Résumé de la décision
M. B..., ressortissant comorien entré irrégulièrement en France en 2016, conteste un arrêté de la préfète de l'Allier du 2 juillet 2020, qui a rejeté sa demande de titre de séjour "vie privée et familiale" et l’a obligé à quitter le territoire français. Le tribunal administratif de Clermont-Ferrand a rejeté sa demande d'annulation de cet arrêté par un jugement du 13 janvier 2021. En appel, M. B... demande l’annulation de ce jugement, mais la Cour administrative d'appel a confirmé la décision du tribunal, estimant que la préfète n'avait pas porté atteinte de manière disproportionnée à son droit au respect de la vie privée et familiale.
Arguments pertinents
1. Sur l'article L. 313-11
La Cour souligne que M. B... ne remplit pas les conditions du 7° de l'article L. 313-11 du code de l'entrée et du séjour des étrangers et du droit d'asile, qui stipule que "la carte de séjour temporaire portant la mention 'vie privée et familiale' est délivrée de plein droit [...] 7° A l'étranger [...] dont les liens personnels et familiaux en France [...] sont tels que le refus d'autoriser son séjour porterait à son droit au respect de sa vie privée et familiale une atteinte disproportionnée". La Cour conclut que M. B... n'a pas établi d'intégration particulière en France et que ses attaches sont récentes et peu substantielles.
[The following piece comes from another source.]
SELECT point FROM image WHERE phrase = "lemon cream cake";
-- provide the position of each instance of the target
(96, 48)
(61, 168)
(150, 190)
2. Sur l'article 8 de la CEDH
Concernant l'atteinte au droit de la vie privée et familiale, la Cour écarte également ce moyen en se fondant sur les mêmes principes que ceux appliqués à l'article L. 313-11. La décision de la préfète n'est pas jugée disproportionnée vis-à-vis des motifs du refus.
Interprétations et citations légales
La décision s’appuie sur plusieurs normes juridiques :
- Code de l'entrée et du séjour des étrangers et du droit d'asile - Article L. 313-11 : "Sauf si sa présence constitue une menace pour l'ordre public, la carte de séjour temporaire portant la mention 'vie privée et familiale' est délivrée de plein droit [...] 7° A l'étranger [...] dont les liens personnels et familiaux en France [...] sont tels que le refus d'autoriser son séjour porterait à son droit au respect de sa vie privée et familiale une atteinte disproportionnée".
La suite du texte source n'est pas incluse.